In situ copolymerizated gel polymer electrolyte with cross-linked network for sodium-ion batteries

Abstract

High thermal stability, nonflammability, and no liquid leakage are indispensable capabilities for electrolytes in sodium-ion batteries toward large-scale energy storage systems. The use of solid-state or gel polymer electrolytes has proven to be one of the enabling tools to bring about these advancements; however, their application suffer from tedious synthesis procedure and/or lowionic transport to ensure a battery operation. Herein, a novel gel polymer electrolyte with a cross-linked polyether network (GPE-CPN) was crafted through a self-catalyzed strategy, where in situ copolymerization of two monomers, 1,3-dioxolane and trimethylolpropane triglycidyl ether is realized successfully, with the use of sodium hexafluorophosphate (NaPF6) as an initiator, at room temperature.
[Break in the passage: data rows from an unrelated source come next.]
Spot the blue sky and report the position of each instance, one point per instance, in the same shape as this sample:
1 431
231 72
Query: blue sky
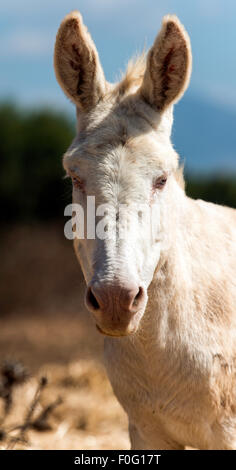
119 29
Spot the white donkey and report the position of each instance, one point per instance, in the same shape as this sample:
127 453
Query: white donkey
166 303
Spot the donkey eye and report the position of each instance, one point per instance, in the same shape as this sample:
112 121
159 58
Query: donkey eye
77 183
160 182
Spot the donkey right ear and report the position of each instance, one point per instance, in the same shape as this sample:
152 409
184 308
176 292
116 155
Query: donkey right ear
169 65
76 62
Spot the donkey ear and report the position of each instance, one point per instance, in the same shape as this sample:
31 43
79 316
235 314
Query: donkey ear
76 62
169 65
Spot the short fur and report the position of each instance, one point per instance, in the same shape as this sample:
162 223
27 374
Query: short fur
175 370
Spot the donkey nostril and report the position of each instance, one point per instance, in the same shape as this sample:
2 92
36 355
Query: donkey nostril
138 297
92 300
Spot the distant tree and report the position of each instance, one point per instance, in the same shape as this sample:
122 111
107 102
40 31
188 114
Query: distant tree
31 178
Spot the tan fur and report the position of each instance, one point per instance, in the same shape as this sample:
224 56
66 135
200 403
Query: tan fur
77 64
169 65
175 375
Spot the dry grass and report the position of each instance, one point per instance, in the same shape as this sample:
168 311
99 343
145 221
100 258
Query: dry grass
44 324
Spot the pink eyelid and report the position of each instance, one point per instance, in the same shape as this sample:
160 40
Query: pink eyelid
78 183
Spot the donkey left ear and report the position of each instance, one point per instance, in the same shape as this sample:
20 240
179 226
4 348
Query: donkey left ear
169 65
77 65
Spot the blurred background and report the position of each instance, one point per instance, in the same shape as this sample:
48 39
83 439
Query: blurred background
42 318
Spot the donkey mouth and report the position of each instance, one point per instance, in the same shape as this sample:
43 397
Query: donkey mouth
114 334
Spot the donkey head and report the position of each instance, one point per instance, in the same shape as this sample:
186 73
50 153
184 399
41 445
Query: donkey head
123 156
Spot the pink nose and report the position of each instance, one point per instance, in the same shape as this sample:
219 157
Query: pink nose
111 298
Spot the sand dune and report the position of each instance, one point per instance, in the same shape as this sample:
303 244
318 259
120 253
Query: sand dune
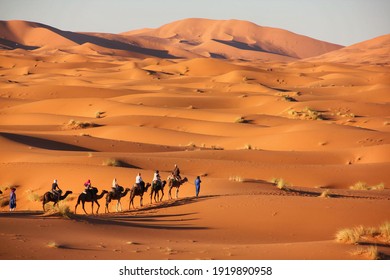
98 106
373 51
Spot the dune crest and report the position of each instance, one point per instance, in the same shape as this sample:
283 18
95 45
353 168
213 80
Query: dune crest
289 150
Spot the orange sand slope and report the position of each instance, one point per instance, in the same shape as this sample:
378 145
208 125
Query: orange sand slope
79 109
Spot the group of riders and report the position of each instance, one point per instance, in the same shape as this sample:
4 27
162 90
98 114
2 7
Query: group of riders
139 183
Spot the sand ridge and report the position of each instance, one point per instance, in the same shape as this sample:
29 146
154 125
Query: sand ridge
93 109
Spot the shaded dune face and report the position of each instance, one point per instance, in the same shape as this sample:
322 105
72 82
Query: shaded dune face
190 38
103 106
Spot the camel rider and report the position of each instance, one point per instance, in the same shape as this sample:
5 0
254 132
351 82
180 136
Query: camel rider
87 186
115 186
55 189
176 173
138 181
156 177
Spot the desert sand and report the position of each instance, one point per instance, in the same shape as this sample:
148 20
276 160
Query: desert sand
235 103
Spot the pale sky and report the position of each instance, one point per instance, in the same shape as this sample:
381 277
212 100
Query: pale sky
342 22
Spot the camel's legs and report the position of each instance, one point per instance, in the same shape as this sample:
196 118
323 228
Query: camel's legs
97 211
162 195
83 203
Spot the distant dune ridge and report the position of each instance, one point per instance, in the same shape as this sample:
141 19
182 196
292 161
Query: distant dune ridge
290 136
188 38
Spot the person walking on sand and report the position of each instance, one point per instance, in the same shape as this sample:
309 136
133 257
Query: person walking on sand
115 186
176 173
197 185
87 186
12 200
138 181
55 189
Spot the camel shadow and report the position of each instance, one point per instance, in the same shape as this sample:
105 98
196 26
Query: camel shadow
44 143
166 222
140 219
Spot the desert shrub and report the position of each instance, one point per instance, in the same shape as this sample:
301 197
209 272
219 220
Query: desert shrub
349 235
113 162
33 196
384 231
241 120
99 114
236 179
248 147
4 202
359 186
214 147
306 114
289 98
72 124
371 252
325 194
280 183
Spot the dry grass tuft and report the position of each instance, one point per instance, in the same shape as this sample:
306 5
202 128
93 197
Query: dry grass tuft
33 196
53 245
72 124
362 186
241 120
306 114
236 179
325 194
384 231
370 252
113 162
349 235
280 183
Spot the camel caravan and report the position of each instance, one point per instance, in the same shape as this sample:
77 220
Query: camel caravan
91 194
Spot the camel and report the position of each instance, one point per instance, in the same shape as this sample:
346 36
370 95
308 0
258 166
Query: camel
138 191
156 188
90 196
172 183
116 196
49 196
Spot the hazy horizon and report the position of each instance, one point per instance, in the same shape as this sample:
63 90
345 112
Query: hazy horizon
341 22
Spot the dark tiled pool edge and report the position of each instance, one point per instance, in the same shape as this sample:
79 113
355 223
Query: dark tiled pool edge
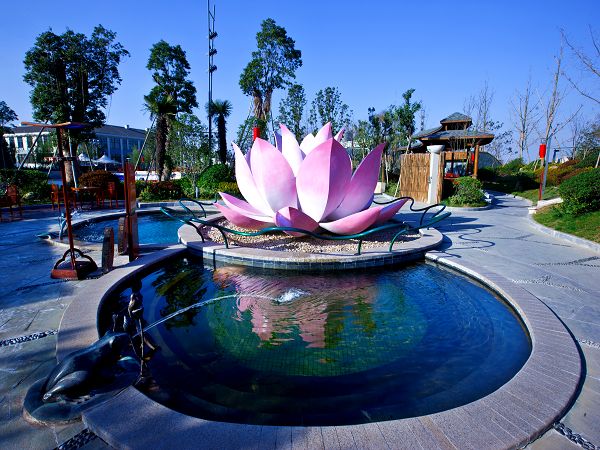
215 253
517 413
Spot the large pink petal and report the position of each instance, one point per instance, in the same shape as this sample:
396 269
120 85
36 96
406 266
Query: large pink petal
278 143
323 135
246 184
273 176
290 149
307 145
240 220
361 187
243 208
323 179
389 211
354 223
291 217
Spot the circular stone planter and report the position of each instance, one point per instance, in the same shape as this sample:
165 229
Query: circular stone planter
512 416
373 257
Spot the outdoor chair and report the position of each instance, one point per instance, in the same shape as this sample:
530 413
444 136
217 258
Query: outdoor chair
9 199
56 196
111 194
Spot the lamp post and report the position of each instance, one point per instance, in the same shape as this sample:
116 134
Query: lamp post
212 51
72 269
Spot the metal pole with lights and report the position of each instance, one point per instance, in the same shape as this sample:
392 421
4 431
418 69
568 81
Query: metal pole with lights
72 269
212 51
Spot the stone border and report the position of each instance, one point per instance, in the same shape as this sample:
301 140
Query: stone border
590 245
511 417
213 252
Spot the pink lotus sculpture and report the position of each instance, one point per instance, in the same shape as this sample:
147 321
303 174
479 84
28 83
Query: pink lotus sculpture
306 186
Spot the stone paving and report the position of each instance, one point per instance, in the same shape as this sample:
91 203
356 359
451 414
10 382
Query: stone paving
559 273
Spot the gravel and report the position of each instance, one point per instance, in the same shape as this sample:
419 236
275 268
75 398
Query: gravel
279 241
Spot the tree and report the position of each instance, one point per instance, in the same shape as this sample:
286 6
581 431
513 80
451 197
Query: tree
525 116
273 65
189 145
218 112
553 104
7 115
72 77
479 108
291 110
328 106
589 64
173 94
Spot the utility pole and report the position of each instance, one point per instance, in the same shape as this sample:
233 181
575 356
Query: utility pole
212 51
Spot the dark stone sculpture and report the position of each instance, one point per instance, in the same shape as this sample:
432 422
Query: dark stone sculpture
83 379
76 374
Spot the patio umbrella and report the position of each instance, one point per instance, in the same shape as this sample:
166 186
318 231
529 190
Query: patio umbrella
105 160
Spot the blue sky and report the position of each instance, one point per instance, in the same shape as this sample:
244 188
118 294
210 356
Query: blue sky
372 51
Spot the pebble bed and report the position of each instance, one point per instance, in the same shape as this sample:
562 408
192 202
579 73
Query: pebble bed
282 242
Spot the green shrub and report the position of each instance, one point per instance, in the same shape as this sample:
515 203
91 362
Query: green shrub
468 192
32 184
98 178
581 193
590 159
230 187
211 177
161 190
511 167
487 174
560 172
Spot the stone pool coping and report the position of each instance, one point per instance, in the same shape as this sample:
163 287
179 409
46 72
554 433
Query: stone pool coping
213 252
512 416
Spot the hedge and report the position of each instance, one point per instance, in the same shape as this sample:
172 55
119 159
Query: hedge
581 193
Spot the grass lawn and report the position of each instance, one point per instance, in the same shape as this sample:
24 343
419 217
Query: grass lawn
585 225
529 194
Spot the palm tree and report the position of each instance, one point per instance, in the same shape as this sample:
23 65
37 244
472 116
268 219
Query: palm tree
163 108
218 112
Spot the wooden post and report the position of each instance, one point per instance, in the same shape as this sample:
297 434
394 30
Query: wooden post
130 212
476 162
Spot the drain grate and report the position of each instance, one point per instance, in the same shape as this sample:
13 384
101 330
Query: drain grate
574 437
27 338
79 440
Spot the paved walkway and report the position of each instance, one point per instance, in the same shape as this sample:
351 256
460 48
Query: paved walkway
561 274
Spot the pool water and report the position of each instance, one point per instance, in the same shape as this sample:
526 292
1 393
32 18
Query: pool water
154 228
287 348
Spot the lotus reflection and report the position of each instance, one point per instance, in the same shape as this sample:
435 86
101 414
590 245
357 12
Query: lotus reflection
313 307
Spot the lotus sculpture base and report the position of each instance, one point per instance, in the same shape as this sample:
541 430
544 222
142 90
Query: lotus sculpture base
280 251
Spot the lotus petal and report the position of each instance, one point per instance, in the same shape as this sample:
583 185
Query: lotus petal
246 184
240 220
290 149
273 176
360 190
291 217
323 135
244 208
307 145
278 143
323 179
390 211
354 223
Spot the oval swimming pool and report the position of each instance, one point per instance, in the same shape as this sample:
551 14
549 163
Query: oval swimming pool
286 348
153 228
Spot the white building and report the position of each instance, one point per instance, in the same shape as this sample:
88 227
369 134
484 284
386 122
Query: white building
116 142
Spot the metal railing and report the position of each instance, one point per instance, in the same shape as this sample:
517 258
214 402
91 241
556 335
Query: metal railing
198 223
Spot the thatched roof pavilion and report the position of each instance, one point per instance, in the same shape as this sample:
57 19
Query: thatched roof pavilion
458 139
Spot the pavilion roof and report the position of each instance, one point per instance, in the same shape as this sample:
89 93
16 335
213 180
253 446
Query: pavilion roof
457 117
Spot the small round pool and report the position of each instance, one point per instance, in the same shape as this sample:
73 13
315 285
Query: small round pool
153 228
285 348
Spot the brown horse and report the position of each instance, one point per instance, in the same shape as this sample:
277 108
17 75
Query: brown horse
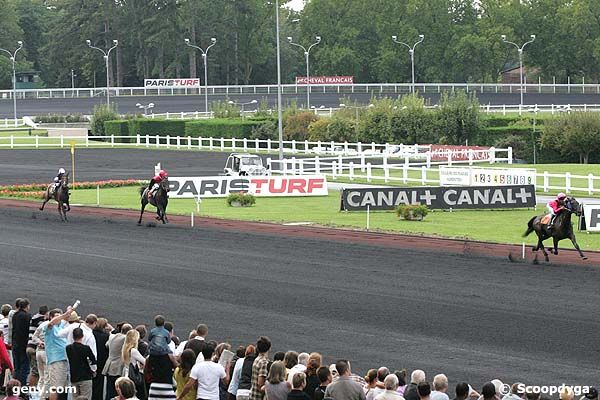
160 200
562 229
61 196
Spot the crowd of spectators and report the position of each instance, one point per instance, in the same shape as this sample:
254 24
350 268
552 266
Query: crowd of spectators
56 349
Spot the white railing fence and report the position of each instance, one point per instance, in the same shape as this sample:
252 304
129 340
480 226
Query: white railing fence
363 170
420 152
366 88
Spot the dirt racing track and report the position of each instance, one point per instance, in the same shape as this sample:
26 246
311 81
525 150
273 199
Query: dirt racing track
461 308
457 307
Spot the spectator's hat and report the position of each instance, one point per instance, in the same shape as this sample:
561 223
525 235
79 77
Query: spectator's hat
73 317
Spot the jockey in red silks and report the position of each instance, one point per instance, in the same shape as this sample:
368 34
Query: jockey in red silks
155 182
555 206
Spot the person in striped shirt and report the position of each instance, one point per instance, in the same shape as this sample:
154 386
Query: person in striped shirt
36 320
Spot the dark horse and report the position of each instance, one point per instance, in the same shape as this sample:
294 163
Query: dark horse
61 196
160 200
562 229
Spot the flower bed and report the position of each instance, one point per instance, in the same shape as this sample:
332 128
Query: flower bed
37 190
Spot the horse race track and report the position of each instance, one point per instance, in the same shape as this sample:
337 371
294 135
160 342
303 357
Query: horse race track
374 301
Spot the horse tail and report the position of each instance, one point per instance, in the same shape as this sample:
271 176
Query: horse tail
529 227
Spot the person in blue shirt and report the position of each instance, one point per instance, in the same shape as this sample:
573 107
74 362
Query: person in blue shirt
159 338
57 365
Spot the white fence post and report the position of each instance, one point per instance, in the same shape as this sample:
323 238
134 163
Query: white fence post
492 155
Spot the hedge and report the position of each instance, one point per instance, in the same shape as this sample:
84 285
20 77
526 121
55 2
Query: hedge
226 128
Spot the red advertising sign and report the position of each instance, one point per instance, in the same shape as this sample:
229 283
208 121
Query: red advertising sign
325 80
459 153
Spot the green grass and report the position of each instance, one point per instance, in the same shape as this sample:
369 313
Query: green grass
23 133
492 226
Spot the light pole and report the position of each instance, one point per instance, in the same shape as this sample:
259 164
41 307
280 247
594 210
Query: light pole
145 108
411 51
534 110
520 50
213 41
12 57
307 57
279 102
106 55
242 105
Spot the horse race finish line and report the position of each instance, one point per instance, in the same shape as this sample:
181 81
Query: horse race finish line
413 242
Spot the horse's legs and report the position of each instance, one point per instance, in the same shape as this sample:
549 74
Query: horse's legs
572 237
60 212
144 203
541 246
46 199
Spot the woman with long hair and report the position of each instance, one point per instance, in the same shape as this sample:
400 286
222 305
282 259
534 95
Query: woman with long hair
130 353
277 387
182 373
133 362
312 379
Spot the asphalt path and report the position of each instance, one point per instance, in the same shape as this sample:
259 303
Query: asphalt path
472 318
37 166
163 104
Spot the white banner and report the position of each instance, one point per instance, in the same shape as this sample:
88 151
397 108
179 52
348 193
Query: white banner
260 186
592 217
172 83
478 176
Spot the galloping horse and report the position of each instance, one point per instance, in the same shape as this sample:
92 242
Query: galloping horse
61 196
562 229
160 200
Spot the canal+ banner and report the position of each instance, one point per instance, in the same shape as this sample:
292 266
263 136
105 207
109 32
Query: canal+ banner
260 186
440 198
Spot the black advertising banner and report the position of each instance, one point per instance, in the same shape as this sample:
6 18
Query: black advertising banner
439 198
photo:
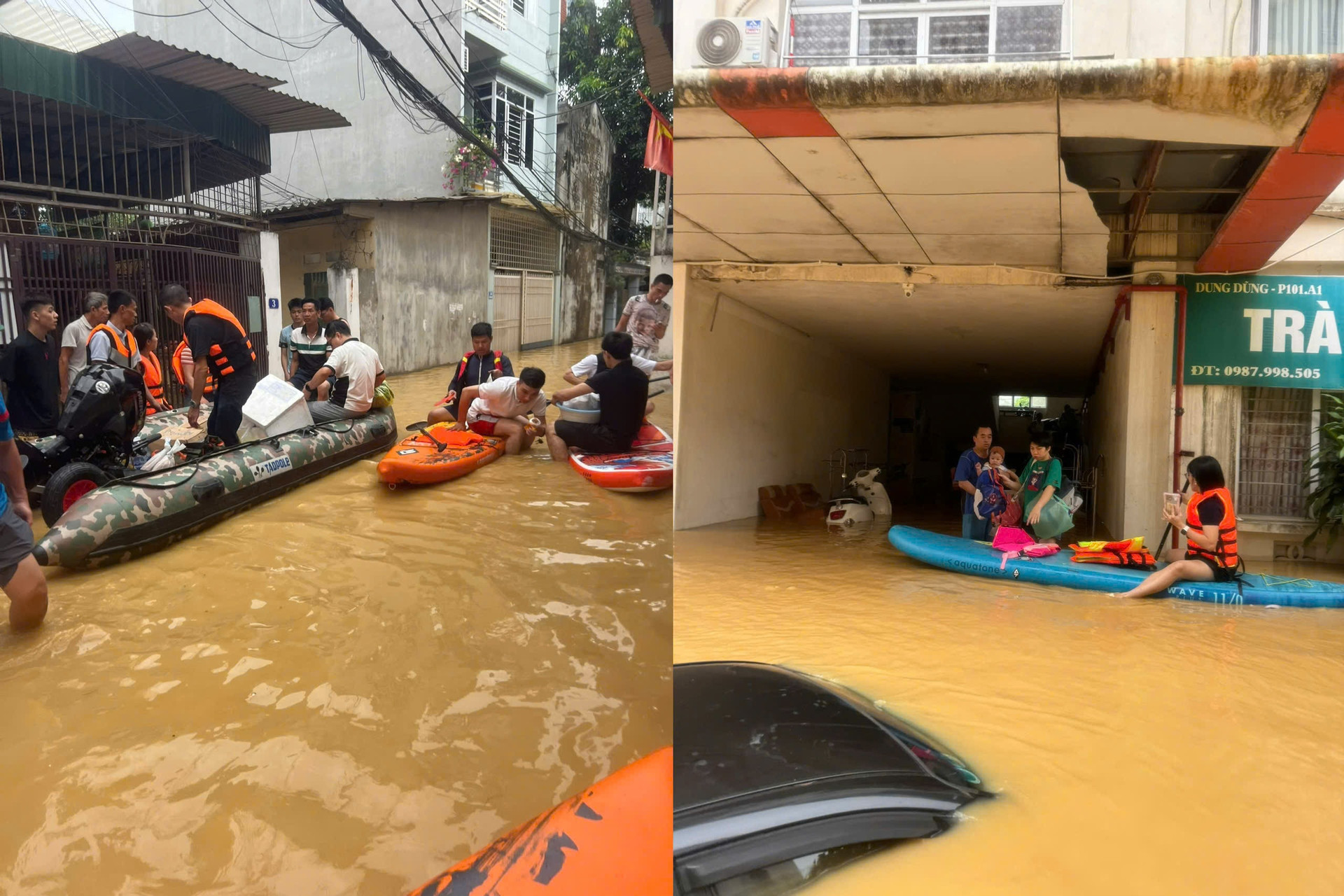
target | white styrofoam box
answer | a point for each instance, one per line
(584, 409)
(276, 407)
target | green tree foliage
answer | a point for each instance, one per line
(601, 59)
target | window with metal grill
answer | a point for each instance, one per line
(1277, 426)
(522, 241)
(883, 33)
(1297, 27)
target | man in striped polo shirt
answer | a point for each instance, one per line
(308, 347)
(20, 577)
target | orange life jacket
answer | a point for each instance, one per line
(125, 348)
(1140, 559)
(461, 368)
(153, 378)
(1225, 552)
(182, 377)
(222, 362)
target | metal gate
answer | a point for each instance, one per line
(67, 269)
(524, 309)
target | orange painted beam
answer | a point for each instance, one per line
(1292, 186)
(769, 102)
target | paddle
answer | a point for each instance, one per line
(421, 428)
(1168, 531)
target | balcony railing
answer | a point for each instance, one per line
(492, 11)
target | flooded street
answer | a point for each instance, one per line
(342, 691)
(1140, 747)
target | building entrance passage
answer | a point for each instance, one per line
(524, 309)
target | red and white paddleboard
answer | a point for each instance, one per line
(645, 468)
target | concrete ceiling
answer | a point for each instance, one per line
(942, 333)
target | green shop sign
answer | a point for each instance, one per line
(1264, 331)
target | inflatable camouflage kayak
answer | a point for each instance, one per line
(150, 511)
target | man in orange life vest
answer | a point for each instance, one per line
(479, 365)
(220, 348)
(115, 343)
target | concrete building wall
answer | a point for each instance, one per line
(584, 183)
(1130, 419)
(381, 156)
(432, 282)
(1160, 29)
(746, 388)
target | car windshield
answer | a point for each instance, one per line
(748, 729)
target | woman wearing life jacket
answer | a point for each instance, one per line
(151, 368)
(1209, 524)
(185, 365)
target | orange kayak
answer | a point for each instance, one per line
(645, 468)
(615, 837)
(419, 461)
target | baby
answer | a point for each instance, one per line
(995, 498)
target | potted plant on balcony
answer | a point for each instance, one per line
(468, 167)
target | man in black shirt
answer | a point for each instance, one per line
(31, 368)
(479, 365)
(624, 391)
(219, 340)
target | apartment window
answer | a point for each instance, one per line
(1023, 402)
(1277, 430)
(1297, 27)
(511, 117)
(883, 33)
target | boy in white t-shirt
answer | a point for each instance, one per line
(343, 387)
(594, 363)
(502, 407)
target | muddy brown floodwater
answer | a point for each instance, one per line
(343, 691)
(1140, 747)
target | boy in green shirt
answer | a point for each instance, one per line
(1047, 516)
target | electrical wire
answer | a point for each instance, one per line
(543, 188)
(293, 80)
(242, 41)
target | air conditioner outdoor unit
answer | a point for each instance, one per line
(722, 43)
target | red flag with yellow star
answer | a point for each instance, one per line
(657, 149)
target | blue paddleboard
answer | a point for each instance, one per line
(977, 558)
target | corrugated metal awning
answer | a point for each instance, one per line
(248, 92)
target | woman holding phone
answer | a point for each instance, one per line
(1210, 530)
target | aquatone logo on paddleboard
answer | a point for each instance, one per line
(1264, 331)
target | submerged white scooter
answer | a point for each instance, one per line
(862, 498)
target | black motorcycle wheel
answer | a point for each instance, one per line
(67, 485)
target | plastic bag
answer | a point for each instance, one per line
(164, 457)
(384, 396)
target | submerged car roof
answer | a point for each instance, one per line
(773, 763)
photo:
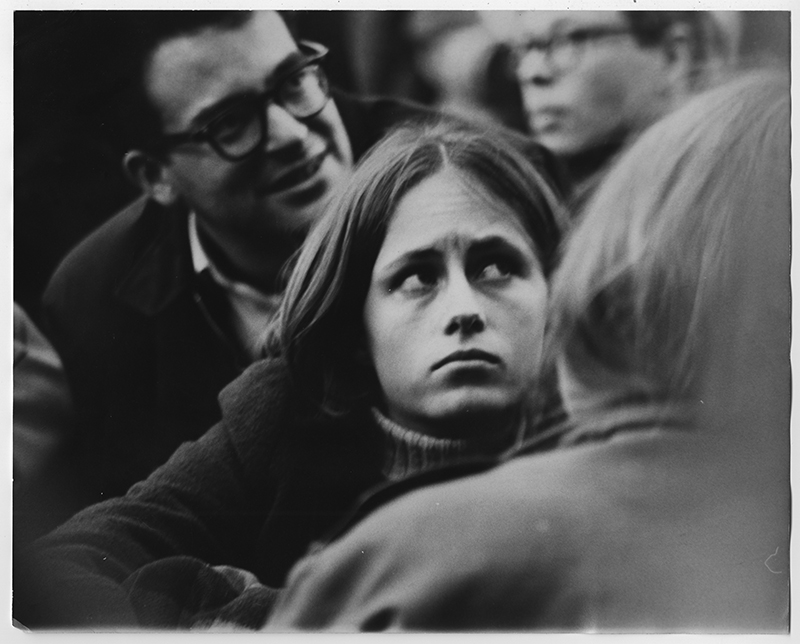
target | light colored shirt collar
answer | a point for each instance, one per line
(251, 309)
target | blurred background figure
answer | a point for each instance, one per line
(592, 80)
(67, 174)
(665, 506)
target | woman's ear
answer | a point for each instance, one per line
(150, 174)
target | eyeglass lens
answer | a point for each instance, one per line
(243, 128)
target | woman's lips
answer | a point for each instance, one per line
(469, 355)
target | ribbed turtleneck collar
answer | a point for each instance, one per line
(408, 452)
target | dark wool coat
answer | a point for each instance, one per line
(144, 359)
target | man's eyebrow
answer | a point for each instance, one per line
(287, 65)
(415, 255)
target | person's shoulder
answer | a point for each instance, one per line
(105, 250)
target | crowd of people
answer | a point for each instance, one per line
(516, 358)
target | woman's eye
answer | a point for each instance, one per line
(495, 270)
(231, 124)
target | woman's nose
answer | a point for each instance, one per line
(283, 129)
(465, 314)
(466, 324)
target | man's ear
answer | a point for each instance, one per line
(678, 55)
(151, 175)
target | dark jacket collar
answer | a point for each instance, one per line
(163, 268)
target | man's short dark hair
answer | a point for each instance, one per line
(140, 35)
(706, 38)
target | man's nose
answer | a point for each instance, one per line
(464, 312)
(283, 129)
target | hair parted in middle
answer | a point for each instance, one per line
(319, 329)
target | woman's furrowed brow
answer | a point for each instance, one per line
(208, 113)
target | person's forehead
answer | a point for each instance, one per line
(190, 73)
(449, 204)
(540, 23)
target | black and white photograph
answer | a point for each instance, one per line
(343, 319)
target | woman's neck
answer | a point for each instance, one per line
(408, 451)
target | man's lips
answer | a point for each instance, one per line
(470, 355)
(297, 174)
(547, 117)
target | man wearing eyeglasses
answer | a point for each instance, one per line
(238, 148)
(590, 80)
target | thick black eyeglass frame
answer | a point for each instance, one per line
(575, 37)
(315, 53)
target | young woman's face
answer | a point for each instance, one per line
(455, 312)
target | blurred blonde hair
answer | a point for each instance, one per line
(644, 270)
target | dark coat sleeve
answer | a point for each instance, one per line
(208, 501)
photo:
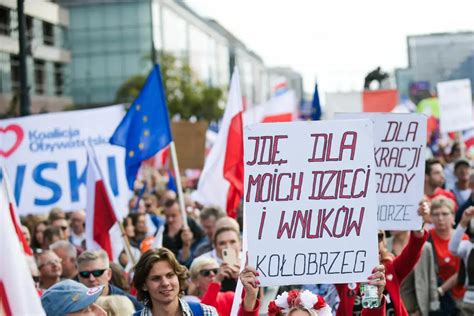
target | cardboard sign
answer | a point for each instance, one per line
(46, 158)
(310, 201)
(455, 100)
(190, 139)
(400, 147)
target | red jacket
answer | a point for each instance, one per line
(222, 301)
(396, 271)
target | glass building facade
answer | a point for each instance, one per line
(110, 43)
(113, 40)
(437, 57)
(48, 56)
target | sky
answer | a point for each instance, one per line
(336, 42)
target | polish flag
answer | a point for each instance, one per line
(100, 213)
(5, 184)
(365, 101)
(221, 181)
(18, 295)
(280, 108)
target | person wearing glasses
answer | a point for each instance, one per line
(396, 270)
(49, 266)
(94, 270)
(206, 278)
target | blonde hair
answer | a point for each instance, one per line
(198, 263)
(441, 201)
(116, 305)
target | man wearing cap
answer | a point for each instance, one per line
(94, 270)
(49, 265)
(462, 171)
(69, 297)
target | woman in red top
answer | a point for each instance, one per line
(442, 217)
(251, 304)
(396, 269)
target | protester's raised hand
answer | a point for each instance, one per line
(187, 237)
(378, 279)
(225, 271)
(467, 216)
(424, 212)
(248, 277)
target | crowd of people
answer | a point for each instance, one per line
(421, 273)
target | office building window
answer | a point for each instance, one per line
(15, 72)
(29, 28)
(39, 76)
(48, 34)
(4, 21)
(58, 79)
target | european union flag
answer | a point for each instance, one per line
(145, 129)
(316, 105)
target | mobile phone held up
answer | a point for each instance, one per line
(230, 256)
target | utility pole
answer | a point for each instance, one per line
(25, 106)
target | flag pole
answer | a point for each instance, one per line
(174, 159)
(460, 140)
(128, 249)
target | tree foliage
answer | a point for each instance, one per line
(185, 94)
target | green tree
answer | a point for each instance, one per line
(185, 94)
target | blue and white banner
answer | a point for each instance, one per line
(46, 158)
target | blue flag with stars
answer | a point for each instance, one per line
(145, 129)
(315, 105)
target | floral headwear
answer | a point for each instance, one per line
(306, 299)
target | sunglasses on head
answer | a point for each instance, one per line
(380, 237)
(207, 272)
(95, 273)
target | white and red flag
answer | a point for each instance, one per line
(221, 181)
(100, 212)
(18, 295)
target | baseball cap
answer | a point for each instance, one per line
(462, 161)
(69, 296)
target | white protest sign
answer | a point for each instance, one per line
(400, 147)
(310, 201)
(46, 158)
(455, 105)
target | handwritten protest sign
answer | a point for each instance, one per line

We demonstrate that the resultant GPE-CPN possesses a superior electrochemical stability window up to 4 V versus Na+/Na, a considerable ionic conductivity, of 8.2 x 10-4S cm-1 at room temperature, which is a capability good enough to suppress the growth of sodium dendrites and thus, stabilize the interface of electrolyte/ sodium anode. Considering the benefit from its facile fabrication and superior characteristics, the asgenerated GPE-CPN reveals a potential application for future rechargeable sodium batteries.